Having thought it through this far, the objective is now to prove that if I replace the receiver that it will work and that will fix the problem. The first thing I tried was to check the signal strengths of the two inputs using the DVRs menu. It said 95% on input 1 and 87% on input 2. Hmm… that doesn’t tell me that much. While this doesn’t rule out the DVR it probably means the dish and cables are fine. It is interesting that input 2 is a little bit lower, that might be just a random result.
At this point I had a much better idea, if I switch the two cables going to the DVR and the problem stays on input 2, then the DVR is the problem. If I switch them and the problem follows to input 1 then the cables or dish are the problem. Well, after switching them the picture on input 2 was still breaking up confirming my suspicion of the DVR input 2 being bad. I have since replaced that DVR with a new one and it is working great. Of course I never really got to the root cause of the problem with the DVR, but in this case I don’t really care and it may not be possible to find that without more information about the DVR itself anyway.
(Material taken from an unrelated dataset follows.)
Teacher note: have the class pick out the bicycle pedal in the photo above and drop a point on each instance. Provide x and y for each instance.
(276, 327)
Debugging is a difficult task because this is how you tackle the most difficult problems. There are some concrete techniques to keep in mind when debugging. The keys to debugging are being patient and methodical. Write down what you have tried and try to think as logically as you can.
It’s interesting that often times you will amass all these clues that seem to mean things or are patterns and some of them seem to contradict each other. When you finally figure out the root cause and really understand what’s going on, everything makes sense. You find yourself seeing the light and all the pieces fit. That’s a good feeling.